Customers can opt for as little as $25,000 in coverage or as much as $500,000. They pay as little as $127 per year “and it goes up from there,” Boris said.

The number of people opting for the insurance has steadily ticked up and Boris expects that trajectory to continue as cyberattacks show no signs of slowing down and begin to make use of advances in generative artificial intelligence.

Molly Reynolds, a partner at the Torys LLP law firm, first heard about cyberinsurance about two years ago and noticed it was predominantly in the U.S. and in some cases, offered as part of a home ownership policy.

The coverage is “definitely nascent” and the bulk of attacks target businesses rather than individuals, but she still foresees more people taking out personal cyber insurance policies.

“I don’t know if it will be wildly popular across the whole population, but you can imagine people in particular industries or, for example, people who are very high net worth, running family companies, where they have almost business-level cybersecurity risks, (would sign up for it),” she said.

Social media influencers may also benefit from such insurance products, especially if it covers loss of income or interrupted access to accounts or devices, Reynolds added.

But she warns people interested in the insurance that “a lot of the really serious consequences of cybercrime aren’t compensable through insurance.”

“A lot of the harm is really around reputational, emotional and sort of intangible categories, where the insurance isn’t going to help that much,” she said.

Still, Nesha Baggan-Belasco maintains personal cyber insurance can be worth it, especially when you compare “the amount you’re paying every month compared to what you could possibly lose.”

“You see the examples on the news every single day of people being taken advantage of just for simply logging on to the wrong website,” said the senior manager of product development at Aviva Canada’s personal insurance business.

“They thought they logged on to their bank website and it’s actually not a bank website, and their account has been wiped.
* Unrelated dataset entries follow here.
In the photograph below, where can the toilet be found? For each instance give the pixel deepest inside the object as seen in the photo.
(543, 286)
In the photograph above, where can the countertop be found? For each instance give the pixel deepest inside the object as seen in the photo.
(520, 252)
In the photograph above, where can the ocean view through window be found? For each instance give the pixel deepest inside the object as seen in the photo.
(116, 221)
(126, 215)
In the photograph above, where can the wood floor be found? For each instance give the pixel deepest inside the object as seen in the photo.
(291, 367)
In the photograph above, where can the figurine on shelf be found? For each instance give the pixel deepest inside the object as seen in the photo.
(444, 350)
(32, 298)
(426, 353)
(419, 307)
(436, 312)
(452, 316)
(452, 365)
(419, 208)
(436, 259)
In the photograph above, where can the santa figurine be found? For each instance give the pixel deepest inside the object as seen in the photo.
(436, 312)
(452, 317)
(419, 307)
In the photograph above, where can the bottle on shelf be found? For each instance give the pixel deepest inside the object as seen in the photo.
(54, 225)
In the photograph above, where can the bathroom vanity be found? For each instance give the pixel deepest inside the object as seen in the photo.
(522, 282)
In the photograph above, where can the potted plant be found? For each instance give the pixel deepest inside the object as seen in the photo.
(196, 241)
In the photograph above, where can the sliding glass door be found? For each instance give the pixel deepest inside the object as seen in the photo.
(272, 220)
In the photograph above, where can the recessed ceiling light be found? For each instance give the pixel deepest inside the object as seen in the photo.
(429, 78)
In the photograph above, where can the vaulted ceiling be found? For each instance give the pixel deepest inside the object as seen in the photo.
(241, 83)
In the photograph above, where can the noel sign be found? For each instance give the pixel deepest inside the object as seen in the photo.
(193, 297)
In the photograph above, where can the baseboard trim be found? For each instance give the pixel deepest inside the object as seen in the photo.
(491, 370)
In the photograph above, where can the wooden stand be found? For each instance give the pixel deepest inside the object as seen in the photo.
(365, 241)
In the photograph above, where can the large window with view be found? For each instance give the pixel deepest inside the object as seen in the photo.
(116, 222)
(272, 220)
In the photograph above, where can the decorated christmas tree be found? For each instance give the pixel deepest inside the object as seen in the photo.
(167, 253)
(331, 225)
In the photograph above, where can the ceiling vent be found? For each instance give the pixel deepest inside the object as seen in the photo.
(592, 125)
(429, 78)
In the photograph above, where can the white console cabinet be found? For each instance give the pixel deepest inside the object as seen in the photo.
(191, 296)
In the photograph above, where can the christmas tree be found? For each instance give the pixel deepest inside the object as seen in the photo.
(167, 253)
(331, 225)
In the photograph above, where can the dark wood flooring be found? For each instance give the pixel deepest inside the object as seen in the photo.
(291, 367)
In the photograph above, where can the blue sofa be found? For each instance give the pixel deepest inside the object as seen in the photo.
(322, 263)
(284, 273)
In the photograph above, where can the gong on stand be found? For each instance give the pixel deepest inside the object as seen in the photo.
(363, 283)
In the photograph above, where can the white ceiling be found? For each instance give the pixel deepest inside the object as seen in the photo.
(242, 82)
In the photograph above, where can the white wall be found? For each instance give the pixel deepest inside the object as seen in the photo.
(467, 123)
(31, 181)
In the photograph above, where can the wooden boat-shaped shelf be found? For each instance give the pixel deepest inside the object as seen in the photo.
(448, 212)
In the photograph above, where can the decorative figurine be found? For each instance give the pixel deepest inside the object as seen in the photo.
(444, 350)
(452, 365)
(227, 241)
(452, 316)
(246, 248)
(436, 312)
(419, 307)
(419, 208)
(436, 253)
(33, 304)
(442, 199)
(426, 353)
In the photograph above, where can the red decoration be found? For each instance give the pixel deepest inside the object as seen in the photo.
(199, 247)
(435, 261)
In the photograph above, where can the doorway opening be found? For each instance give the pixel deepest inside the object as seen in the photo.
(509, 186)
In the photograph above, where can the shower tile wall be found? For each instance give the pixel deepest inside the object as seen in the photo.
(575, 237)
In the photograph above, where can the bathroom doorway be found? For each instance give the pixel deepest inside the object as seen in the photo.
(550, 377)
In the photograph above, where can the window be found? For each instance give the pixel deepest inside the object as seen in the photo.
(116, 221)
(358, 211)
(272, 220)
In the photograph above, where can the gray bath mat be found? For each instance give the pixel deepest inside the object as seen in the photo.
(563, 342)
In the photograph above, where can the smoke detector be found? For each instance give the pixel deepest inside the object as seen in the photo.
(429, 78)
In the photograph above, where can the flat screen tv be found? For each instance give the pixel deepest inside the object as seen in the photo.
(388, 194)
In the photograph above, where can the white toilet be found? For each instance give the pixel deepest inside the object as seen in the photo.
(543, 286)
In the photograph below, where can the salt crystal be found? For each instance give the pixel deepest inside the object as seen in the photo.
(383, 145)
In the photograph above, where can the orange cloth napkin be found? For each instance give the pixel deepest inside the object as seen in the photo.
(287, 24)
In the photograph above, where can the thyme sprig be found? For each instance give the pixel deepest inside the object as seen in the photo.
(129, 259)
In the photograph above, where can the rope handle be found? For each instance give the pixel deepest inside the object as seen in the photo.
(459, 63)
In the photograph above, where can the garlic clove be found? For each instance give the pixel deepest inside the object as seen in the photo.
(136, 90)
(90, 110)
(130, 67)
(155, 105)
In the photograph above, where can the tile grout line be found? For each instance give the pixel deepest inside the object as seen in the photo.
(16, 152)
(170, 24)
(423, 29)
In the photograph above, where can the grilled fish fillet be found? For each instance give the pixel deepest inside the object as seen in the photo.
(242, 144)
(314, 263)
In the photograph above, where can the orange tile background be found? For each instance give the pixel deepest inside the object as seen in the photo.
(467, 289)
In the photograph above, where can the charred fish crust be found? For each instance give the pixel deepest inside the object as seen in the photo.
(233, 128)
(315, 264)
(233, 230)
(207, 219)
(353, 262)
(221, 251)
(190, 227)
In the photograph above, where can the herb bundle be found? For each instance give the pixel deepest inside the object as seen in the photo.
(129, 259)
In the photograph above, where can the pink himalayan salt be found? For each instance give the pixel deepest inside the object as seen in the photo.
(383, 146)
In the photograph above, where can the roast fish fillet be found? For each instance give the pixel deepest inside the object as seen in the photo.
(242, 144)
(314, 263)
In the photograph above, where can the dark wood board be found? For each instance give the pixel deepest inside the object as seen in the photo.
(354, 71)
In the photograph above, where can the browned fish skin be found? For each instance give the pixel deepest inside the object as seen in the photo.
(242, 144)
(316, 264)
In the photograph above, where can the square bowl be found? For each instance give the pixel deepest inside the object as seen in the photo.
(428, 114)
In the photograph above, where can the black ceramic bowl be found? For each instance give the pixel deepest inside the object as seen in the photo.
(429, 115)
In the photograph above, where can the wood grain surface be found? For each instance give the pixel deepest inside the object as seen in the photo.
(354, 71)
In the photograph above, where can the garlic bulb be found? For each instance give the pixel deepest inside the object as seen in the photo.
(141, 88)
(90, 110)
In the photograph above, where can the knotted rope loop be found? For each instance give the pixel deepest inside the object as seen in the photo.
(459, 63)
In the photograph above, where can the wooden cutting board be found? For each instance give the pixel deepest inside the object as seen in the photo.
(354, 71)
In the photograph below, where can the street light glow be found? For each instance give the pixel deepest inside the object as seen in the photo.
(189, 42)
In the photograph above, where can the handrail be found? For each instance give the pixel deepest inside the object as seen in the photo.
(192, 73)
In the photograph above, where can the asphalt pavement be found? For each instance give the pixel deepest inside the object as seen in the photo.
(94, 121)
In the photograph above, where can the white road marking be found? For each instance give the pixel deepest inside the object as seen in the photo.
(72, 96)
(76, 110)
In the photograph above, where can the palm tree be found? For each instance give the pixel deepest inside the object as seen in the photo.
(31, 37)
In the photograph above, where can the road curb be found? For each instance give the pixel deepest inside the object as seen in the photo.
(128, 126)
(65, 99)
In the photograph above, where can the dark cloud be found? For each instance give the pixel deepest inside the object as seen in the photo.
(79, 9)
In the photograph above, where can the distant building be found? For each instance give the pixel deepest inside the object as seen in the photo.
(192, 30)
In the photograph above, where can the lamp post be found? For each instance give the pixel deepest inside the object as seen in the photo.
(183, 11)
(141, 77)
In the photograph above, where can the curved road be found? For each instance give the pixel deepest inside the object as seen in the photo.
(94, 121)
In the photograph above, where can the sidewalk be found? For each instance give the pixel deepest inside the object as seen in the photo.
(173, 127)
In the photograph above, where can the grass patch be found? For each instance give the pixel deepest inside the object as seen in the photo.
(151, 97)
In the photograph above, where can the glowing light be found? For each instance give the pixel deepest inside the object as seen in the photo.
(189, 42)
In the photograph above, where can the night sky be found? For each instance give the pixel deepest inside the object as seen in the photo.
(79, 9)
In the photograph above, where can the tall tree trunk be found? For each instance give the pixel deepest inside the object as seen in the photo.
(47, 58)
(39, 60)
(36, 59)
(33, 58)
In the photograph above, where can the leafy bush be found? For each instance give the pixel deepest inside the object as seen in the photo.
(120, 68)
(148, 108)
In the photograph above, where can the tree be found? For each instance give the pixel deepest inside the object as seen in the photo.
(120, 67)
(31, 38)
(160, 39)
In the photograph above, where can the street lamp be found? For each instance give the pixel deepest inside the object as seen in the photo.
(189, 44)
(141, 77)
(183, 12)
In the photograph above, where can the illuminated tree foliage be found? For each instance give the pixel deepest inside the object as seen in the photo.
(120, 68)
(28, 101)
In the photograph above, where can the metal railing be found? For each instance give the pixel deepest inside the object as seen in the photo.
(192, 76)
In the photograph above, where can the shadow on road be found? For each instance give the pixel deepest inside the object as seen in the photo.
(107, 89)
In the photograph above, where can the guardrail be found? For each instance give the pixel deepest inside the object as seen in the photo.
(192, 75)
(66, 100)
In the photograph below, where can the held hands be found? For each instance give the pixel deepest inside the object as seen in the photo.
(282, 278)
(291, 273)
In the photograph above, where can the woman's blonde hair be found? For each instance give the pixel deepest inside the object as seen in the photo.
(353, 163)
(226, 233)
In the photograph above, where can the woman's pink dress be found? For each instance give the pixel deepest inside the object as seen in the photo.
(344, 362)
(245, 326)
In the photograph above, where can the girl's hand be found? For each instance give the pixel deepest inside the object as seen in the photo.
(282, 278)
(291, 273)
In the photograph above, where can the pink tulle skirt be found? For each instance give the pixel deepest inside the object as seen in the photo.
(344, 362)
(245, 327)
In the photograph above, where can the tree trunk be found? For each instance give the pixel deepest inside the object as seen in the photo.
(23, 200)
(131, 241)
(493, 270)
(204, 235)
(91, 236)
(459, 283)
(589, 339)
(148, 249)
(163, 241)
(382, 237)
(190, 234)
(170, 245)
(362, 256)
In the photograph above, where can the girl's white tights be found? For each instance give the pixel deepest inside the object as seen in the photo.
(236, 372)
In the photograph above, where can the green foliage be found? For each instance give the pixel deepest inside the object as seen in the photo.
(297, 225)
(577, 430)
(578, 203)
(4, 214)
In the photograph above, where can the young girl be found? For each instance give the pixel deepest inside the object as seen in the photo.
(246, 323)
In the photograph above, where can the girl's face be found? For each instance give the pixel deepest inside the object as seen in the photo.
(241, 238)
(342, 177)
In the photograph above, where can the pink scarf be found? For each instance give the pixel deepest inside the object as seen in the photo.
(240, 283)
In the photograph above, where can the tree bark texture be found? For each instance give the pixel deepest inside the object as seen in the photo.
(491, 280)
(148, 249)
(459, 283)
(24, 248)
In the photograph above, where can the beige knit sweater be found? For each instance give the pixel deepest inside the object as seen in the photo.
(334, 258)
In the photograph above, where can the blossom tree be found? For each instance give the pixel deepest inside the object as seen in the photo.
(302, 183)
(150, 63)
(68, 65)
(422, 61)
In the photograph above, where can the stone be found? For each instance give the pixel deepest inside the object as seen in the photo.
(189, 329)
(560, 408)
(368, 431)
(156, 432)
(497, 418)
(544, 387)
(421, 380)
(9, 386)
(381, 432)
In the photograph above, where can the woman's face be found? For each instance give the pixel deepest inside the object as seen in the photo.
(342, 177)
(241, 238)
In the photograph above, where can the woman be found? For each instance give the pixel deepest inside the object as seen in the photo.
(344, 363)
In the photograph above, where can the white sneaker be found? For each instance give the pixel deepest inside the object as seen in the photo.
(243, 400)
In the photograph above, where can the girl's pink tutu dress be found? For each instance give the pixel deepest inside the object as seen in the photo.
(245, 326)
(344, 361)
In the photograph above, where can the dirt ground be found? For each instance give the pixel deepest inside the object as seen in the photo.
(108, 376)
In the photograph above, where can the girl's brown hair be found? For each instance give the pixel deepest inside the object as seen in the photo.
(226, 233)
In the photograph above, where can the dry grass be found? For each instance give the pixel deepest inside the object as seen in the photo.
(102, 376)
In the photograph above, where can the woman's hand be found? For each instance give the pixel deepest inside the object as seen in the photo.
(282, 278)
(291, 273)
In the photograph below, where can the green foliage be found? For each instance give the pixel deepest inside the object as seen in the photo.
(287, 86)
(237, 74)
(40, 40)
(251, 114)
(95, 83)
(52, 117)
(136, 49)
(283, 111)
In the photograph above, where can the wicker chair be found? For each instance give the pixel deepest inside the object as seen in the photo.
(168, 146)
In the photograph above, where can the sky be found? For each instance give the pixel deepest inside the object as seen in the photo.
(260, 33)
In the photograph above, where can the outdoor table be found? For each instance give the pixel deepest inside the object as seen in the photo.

This is becoming more and more common, unfortunately.”

Aviva Canada began offering personal cyber insurance last August. Its coverage has a starting price of $6 per month and offers help with online fraud, computer and home systems attacks, identity theft, data breaches and cyber bullying and extortion.

Because the coverage is so new, Aviva Canada is still getting a sense of who their most likely customers are and what their top claims will be, Baggan-Belasco said.